Vaccines for Dogs: Core and Non-Core Explained

Vaccines for dogs can prevent a number of common and dangerous diseases. Some dog vaccines are more important than others, and some, such as the vaccine for rabies, are even required by law.

Core Vaccines Explained

Core vaccines are those vaccines that are considered to be necessary to the maintenance of your dog's health. Puppy vaccines against such common illnesses as canine distemper are core vaccines. The vaccination against rabies is another core vaccine; vaccination against rabies is required by law across the U.S.

Other core dog vaccines include the parvo vaccine and the vaccine against canine hepatitus. Core vaccines such as these are produced under the brand name Duramune.

Non-Core Vaccines Explained

Non-core dog vaccines are not usually considered necessary, but may be administered when exposure to the disease is expected. Vaccines against kennel cough and Lyme disease are among the non-core vaccines for dogs. Vaccinations against such agents as Giardia and even rattlesnake venom are available, though some doubt the effectiveness of such vaccines.

Choosing Non-Core Vaccines

Core vaccines against rabies, distemper, parvovirus and canine heptatitis should always be given. These vaccines are key to maintaining your dog's good health, and these diseases are too common to risk your dog's health for lack of a vaccine.

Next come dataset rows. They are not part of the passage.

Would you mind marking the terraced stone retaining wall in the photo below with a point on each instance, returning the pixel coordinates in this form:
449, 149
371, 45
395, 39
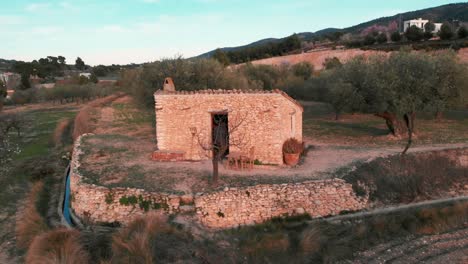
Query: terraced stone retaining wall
96, 203
251, 205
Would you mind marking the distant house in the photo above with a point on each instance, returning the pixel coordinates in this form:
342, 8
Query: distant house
10, 93
35, 80
420, 23
264, 119
64, 81
45, 86
107, 82
10, 79
85, 74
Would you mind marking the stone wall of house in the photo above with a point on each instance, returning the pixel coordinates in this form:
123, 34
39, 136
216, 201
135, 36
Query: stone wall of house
250, 205
264, 120
97, 203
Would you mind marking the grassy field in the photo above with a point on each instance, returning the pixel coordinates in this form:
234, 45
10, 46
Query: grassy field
36, 152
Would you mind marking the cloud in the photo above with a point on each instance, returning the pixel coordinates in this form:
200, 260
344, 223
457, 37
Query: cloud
112, 29
46, 31
11, 20
34, 7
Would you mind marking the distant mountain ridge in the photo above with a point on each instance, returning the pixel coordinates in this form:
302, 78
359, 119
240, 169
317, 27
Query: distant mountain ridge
449, 12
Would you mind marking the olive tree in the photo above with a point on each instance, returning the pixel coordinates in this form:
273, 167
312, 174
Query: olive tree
3, 93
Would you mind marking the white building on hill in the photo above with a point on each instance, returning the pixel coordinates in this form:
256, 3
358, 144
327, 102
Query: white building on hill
420, 23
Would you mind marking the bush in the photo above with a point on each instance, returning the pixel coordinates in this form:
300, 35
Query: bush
293, 146
85, 120
399, 179
462, 32
57, 246
414, 33
381, 38
30, 223
395, 36
369, 39
446, 31
22, 97
331, 63
150, 239
303, 70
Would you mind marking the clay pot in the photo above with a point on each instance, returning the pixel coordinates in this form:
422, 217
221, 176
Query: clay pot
291, 159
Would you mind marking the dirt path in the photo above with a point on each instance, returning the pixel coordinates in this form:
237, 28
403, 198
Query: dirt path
451, 247
321, 160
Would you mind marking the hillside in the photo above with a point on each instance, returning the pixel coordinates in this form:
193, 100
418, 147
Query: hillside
317, 58
442, 13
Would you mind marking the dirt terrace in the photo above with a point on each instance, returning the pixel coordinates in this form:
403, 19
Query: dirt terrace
450, 247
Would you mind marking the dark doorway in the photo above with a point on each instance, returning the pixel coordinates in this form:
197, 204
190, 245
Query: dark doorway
220, 134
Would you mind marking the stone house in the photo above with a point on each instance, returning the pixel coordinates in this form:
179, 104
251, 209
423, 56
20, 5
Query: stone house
255, 118
420, 23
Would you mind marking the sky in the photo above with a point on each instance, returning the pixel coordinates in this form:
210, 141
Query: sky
136, 31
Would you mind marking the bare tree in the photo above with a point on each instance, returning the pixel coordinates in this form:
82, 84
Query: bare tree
8, 144
224, 135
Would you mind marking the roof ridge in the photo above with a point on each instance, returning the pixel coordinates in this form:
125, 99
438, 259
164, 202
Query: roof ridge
232, 91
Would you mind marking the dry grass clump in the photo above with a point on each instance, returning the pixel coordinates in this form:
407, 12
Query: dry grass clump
414, 177
151, 239
57, 246
61, 131
30, 223
85, 120
133, 244
276, 242
310, 240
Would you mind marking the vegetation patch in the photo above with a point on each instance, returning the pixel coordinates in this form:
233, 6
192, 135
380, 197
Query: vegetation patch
405, 179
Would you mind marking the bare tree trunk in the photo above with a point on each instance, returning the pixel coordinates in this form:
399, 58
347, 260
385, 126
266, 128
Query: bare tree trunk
394, 126
409, 121
215, 160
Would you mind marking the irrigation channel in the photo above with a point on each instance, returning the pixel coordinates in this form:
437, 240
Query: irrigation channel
66, 199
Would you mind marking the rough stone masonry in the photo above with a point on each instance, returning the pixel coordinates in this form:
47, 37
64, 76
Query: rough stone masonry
265, 119
256, 204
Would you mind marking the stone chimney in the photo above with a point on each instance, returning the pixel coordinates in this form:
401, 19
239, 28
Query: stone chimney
168, 85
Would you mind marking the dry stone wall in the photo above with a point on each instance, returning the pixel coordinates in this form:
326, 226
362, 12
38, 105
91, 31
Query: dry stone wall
245, 206
263, 120
96, 203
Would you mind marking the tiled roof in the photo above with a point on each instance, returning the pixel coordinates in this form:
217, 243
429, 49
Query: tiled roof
234, 91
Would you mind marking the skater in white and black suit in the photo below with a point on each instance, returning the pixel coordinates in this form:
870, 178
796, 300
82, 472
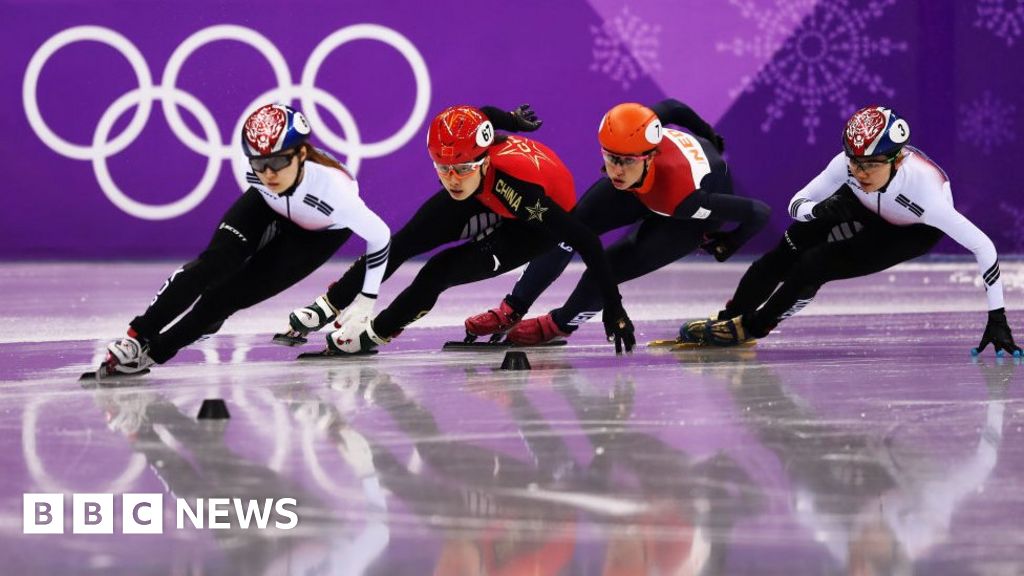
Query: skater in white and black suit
878, 203
300, 207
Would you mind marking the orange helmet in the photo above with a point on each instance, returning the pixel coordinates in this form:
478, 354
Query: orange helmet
459, 134
630, 129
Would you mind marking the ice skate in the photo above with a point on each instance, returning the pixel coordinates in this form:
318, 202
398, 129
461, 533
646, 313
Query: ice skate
127, 357
496, 323
305, 320
535, 331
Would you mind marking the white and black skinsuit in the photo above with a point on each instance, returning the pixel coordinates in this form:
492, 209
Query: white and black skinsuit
905, 219
264, 244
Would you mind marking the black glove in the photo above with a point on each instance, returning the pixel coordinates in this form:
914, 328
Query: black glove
997, 333
524, 119
617, 327
719, 142
719, 244
840, 207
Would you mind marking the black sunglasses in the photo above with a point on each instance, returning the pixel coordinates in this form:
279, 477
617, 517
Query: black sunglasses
275, 163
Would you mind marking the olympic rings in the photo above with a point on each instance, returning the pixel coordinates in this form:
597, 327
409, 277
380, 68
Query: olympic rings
213, 146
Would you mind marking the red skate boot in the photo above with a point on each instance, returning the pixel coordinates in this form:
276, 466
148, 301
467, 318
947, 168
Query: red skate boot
536, 331
495, 322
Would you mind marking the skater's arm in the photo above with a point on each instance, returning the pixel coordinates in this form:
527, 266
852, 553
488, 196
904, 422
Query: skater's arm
943, 216
672, 111
823, 186
750, 213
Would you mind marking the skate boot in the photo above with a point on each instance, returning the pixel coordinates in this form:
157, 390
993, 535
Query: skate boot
345, 341
693, 331
536, 331
305, 320
727, 332
125, 357
495, 322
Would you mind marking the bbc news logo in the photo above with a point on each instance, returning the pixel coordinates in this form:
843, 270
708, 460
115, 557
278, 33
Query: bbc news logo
143, 513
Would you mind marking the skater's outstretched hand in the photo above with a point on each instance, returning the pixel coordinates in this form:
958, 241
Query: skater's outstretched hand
617, 327
525, 119
997, 333
719, 244
842, 206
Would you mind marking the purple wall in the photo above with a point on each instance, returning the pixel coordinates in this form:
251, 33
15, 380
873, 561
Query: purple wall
777, 77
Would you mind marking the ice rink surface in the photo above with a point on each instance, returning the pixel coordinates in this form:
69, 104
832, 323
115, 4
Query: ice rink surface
860, 438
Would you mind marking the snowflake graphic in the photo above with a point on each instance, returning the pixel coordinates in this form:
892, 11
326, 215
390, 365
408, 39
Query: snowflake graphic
626, 47
1005, 18
830, 50
987, 122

However, you can choose to administer or not administer non-core vaccines depending on your preference. Many dog owners choose not to administer non-core vaccines, due to concerns that over-vaccination may be harmful. Furthermore, if your dog isn't at risk for an illness due to circumstances such as geographical location or lifestyle needs, then there isn't much need to vaccinate him against that illness.

Remember that not all vaccines are effective. Non-core vaccines for dogs can put your dog at risk for developing the very illness they are intended to prevent. Vaccines can also have side effects and some dogs have vaccination senstivities. Non-core vaccines can also be costly, so think carefully before deciding to administer non-core vaccines to your dog.

How Often Should Core Vaccines Be Administered?

Laws regarding the frequency of administering certain core vaccines for dogs, such as rabies, are now changing. Prominent veterinarians have expressed concern that yearly vaccinations may be harmful for dogs, and vaccine manufacturers are now developing vaccines that remain active within your dog's body for as long as three. years. In response to these developments, many localities are requiring less frequent boosters of core vaccines such as rabies.